[Ovmsdev] CAN-3 broken again?

Michael Balzer dexter at expeedo.de
Sun Jan 14 00:24:33 HKT 2018

Part one (TX queue) done & pushed.

OVMS > can can1 status
CAN:       can1
Mode:      Active
Speed:     500000
Rx pkt:                  236657
Rx err:                       1
Rx ovrflw:                    0
Tx pkt:                  106378
Tx delays:                    4
Tx err:                       0
Tx ovrflw:                    0
Err flags: 0x800caa

TX performance is rock steady on can1 -- the delays occurred when sending the stop charge request (as expected). I can't test can2/3, Greg & Geir, could you…?
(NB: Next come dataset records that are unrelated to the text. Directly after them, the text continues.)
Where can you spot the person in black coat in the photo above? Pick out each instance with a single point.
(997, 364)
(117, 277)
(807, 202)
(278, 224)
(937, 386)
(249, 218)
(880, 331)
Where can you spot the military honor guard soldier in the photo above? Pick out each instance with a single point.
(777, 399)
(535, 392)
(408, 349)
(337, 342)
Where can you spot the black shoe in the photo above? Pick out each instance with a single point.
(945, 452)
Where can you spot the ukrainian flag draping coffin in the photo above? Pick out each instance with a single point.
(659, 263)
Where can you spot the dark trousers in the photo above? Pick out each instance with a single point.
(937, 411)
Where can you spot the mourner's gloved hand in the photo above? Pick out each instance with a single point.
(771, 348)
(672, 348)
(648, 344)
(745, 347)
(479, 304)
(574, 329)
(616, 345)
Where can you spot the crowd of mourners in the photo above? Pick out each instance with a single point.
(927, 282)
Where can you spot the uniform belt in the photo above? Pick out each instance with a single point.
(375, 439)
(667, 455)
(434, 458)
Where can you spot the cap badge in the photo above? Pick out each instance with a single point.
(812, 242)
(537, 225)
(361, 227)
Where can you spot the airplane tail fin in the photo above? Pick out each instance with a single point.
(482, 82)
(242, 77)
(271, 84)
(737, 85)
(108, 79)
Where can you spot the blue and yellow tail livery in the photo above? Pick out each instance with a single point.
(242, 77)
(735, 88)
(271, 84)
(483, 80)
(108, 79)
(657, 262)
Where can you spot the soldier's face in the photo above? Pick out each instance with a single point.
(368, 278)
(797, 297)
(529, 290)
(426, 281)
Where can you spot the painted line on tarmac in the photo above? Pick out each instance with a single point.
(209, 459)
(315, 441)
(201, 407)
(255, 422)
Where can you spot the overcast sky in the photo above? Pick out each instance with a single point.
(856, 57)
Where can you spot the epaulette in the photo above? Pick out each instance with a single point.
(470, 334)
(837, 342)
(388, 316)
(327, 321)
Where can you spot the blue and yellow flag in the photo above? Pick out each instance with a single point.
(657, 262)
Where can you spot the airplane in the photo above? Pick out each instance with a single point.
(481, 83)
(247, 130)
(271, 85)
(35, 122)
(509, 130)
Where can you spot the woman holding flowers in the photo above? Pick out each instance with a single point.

The TxCallback can't be used on the mcp2515. The ISR can't query the IRQ register, so the TX IRQs are now also handled by the RxCallback(). As the TX IRQs need
to be cleared before loading the next frame, this needs another SPI call. I hope that doesn't introduce new problems.

No changes are necessary to the application code (well, except you can remove any hard coded delays now). The TX queue has a length of 20 frames and will
automatically be used by the drivers when no TX buffers are free.

If an application wants to know whether a frame was sent immediately or gets delayed it can check the return code of the Write() method. Write() now also can
take a second parameter for the maximum wait time for space in the TX queue to become available if it's full (default 0 = fail immediately if queue is full).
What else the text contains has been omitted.